Так и не потребовал. Умер. Потом его первенец Джеймс бежал, покинул родительский дом, плантацию, Миссисипи, ночью, взяв с собой только то, что на нем было надето. Когда Айзек Маккаслин услышал об этом в городе, он снял со счета треть завещанных денег с набежавшими процентами, отбыл с этим, отсутствовал неделю, после чего вернулся и снова положил деньги в банк. Потом вышла замуж и уехала в Арканзас дочь, Фонсиба. На этот раз Айзек поехал вместе с ними, перевел треть наследства в местный арканзасский банк, распорядившись, чтобы Фонсибе выдавали три доллара в неделю, не больше и не меньше, и вернулся домой. Однажды утром Айзек сидел дома и смотрел на газету, не читал ее, а просто смотрел, и вдруг сообразил, на что смотрит и почему. Он смотрел на число. Это чей-то день рождения, подумал он. И вслух сказал: «Лукаса. Сегодня ему двадцать один год», – и тут вошла его жена. В ту пору она была еще молодой женщиной; они прожили вместе всего несколько лет, но он уже знал это выражение ее лица – и сейчас наблюдал его так же, как всегда: мирно, жалея ее и сожалея о ней, о них обоих, и, так же легко.
– Лукас Бичем на кухне. Хочет тебя видеть. Может быть – с весточкой от твоего племянника, что перестает платить тебе эти полсотни в месяц, на которые ты променял отцовскую усадьбу.

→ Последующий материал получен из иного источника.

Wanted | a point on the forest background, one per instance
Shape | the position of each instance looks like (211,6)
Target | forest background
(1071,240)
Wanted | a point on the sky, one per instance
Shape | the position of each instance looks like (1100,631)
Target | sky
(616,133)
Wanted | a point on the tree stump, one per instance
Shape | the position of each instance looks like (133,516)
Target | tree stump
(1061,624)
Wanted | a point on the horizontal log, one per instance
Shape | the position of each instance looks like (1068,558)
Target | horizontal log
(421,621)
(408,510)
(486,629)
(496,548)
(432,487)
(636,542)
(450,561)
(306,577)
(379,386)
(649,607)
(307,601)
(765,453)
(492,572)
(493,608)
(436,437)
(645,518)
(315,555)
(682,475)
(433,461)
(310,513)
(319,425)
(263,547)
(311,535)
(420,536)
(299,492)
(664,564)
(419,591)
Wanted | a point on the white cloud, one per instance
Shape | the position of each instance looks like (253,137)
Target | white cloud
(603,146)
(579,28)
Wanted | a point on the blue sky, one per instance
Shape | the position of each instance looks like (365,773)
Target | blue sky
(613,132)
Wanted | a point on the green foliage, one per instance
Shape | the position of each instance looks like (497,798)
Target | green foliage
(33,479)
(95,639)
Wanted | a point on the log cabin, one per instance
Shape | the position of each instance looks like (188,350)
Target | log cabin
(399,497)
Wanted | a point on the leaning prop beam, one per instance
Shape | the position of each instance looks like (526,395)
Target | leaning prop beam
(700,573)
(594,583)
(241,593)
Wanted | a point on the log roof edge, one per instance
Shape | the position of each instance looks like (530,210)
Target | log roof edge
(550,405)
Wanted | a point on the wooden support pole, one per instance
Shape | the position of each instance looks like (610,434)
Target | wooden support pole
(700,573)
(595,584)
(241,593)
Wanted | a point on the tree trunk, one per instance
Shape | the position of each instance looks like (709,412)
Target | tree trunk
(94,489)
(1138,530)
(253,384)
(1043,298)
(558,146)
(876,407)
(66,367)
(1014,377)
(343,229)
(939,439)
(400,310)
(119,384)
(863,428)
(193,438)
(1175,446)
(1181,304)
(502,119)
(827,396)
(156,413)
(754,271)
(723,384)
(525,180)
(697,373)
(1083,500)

Но это было не страшно. Это было в порядке вещей. Молча он мог попросить у нее прощения, выразить свою жалость и печаль так же громко, как если бы крикнул; мужу с женой незачем было тратить слова – и не из-за привычки совместного житья, а потому, что хотя бы в тот давно прошедший миг их долгой и скудной жизни, зная, что он не продлится, не может продлиться, они соприкоснулись руками и стали подобны Богу, добровольно и заранее простив друг другу все, чего никогда не найдут друг в друге. А Лукас уже был в комнате, стоял в дверях, держа шапку у бедра: лицо цвета старого седла, бедуинское по складу – но не в национальном смысле, а как у потомка пятисот поколений пустынных всадников. Это было вовсе не лицо их деда Карозерса Маккаслина. Это было лицо следующего поколения – собирательный, как фотография на эмали, образ тысяч непобежденных конфедератских солдат, почти неуловимо пародийный, – сосредоточенное, невозмутимое, невозмутимей его лица, безжалостней – и с большим запасом силы.
– Поздравляю тебя! – сказал Айзек. – Ей-богу, как раз хотел…
– Да, – сказал Лукас. – Остальные деньги. Они нужны мне.
– Деньги?.. Деньги?
– Которые Старый Хозяин оставил отцу. Если они еще наши. Если вы нам отдадите.
– Они не мои, чтобы отдавать или не отдавать. Они принадлежали твоему отцу. Любому из вас достаточно было попросить. Я искал Джима, когда он…
– Вот я попросил, – сказал Лукас.
– Все? Половина принадлежит Джиму.
– Я могу держать их для него, как вы держали.
– Ага, – сказал Айзек. – И ты, значит. Тоже уезжаешь.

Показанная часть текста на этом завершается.